It's hard to tell just why the GOP is going nuts with the just-announced climate agreement with China. I guess they're working so hard to delegitimize the WH that it's tough to swallow a setback.
Christopher Flavelle:
Obama Outmaneuvers Republicans on Climate Change
Coral Davenport:
The historic announcement by President Obama and President Xi Jinping of China that they will commit to targets for cuts in their nations’ carbon emissions has fundamentally shifted the global politics of climate change. The agreement has given a fresh jolt of optimism to negotiations aimed at reaching a new international climate treaty next year in Paris, where the American and Chinese targets are expected to be the heart of the deal.
“For the world’s biggest emitters to be coming together and announcing concrete numbers, serious numbers, sends a signal to the world,” said David B. Sandalow, who was Mr. Obama’s assistant secretary of energy for policy and international affairs until May 2013. Nearly two decades ago, the world’s first climate change treaty, the 1997 Kyoto Protocol, failed to stop the rise of planet-warming carbon pollution in large part because of a standoff between China and the United States, which never signed the deal.
Rebecca Leber:
Republicans are furious that President Barack Obama has cut a historic deal with China to lower both countries’ greenhouse gas emissions. Senate Minority Leader Mitch McConnell just spent his reelection campaign claiming that China would never curb its emissions, so the U.S. shouldn’t either. Many other Republicans have argued the same. And yet China just proved Republicans wrong by committing to reach a peak level of carbon pollution by 2030—the first time the world’s largest polluter has set a deadline for lowering emissions.

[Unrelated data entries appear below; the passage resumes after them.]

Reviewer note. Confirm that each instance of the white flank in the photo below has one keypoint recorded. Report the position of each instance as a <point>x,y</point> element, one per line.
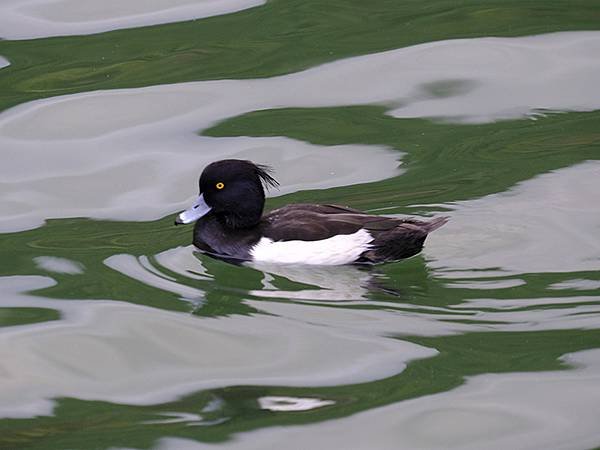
<point>340,249</point>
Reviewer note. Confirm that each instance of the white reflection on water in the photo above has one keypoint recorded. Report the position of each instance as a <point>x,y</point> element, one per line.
<point>43,18</point>
<point>549,223</point>
<point>125,353</point>
<point>133,154</point>
<point>59,265</point>
<point>556,410</point>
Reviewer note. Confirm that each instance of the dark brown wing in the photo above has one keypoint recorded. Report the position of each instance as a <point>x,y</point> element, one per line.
<point>393,238</point>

Republicans won’t admit they were wrong, of course. They've already moved on to their next talking point. Remarkably, the party that’s become synonymous with climate-change denial has avoided any mention of it this time. A statement from McConnell's office stressed only that Environmental Protection Agency regulations hurt coal jobs:
TPM:
Obama's Climate Deal With China Enrages GOP In Congress
If Ds want to win future voters, start making the case for the future. Make the party stand for something beyond reelection.
— @DemFromCT
Coral Davenport:
President Obama’s landmark agreement with China to cut greenhouse gas pollution is a bet by the president and Democrats that on the issue of climate change, American voters are far ahead of Washington’s warring factions and that the environment will be a winning cause in the 2016 presidential campaign.
I guess the WH is taking my advice.
Something to keep in mind when Mitch McConnell rants about coal jobs: Pew has some new data on where the public stands on various envoironmental issues: foe building Keystone but against fracking and very much against allowing power plant emissions.
About two-thirds (64%) of the American public favors stricter limits on power plant emissions to mitigate climate change, while a 31% minority oppose stricter limits on emissions.
WaPo follows this year's political con artist:
Former Arkansas Gov. Mike Huckabee, who turned his stunning victory in the 2008 Iowa caucuses into a thriving talk show career, is reconnecting with activists and enlisting staff to position himself in a growing field of potential Republican presidential candidates.
This week, Huckabee is leading more than 100 pastors and GOP insiders from early primary states on a 10-day overseas trip with stops in Poland and England.
Looks like mike huckabee is stealing a play out of the Palin playbook, becoming a full time grifter-making money off a "run" for prez
— @jamespmanley
A few days back, the
CT Post had a great look at the Gov race won by incumbent democrat Dannel Malloy in terms of the effect of gun legislation on the race. Former state Senator state Senate Minority Leader John McKinney (R-Newtown) lost the nod to Tom Foley.
Connecticut Republicans stuck to their guns in the governor's race -- and paid dearly for it.
While the GOP made gains in the rest of the country and retook control of the U.S. Senate, the streak of Republican futility in the state continued.
Back-to-back losses by Tom Foley, who bore the brunt of attack ads by gun-control advocates over his endorsement by the state's largest Second Amendment group, left many inside the party second-guessing its choice to be the nominee for governor.
They wondered whether state Senate Minority Leader John McKinney, who received an F grade from the National Rifle Association for helping to negotiate Connecticut's gun-control law after the Newtown massacre, would have posed a more difficult matchup for Democratic incumbent Dannel P. Malloy.
But some privately acknowledged that the Republican Party did not want to risk alienating gun owners in a tight race by having McKinney, whose district includes Newtown, at the top of the ticket. Foley's NRA grade was B-minus
The day after Malloy's re-election, the party's critics said that coddling the pro-gun wing of the GOP was a fatal miscalculation.
Read this not just as an indictment of coddling the NRA; read it also as a great example of "winners are geniuses and losers do everything wrong". Remember that when you discuss Democratic losses from last week.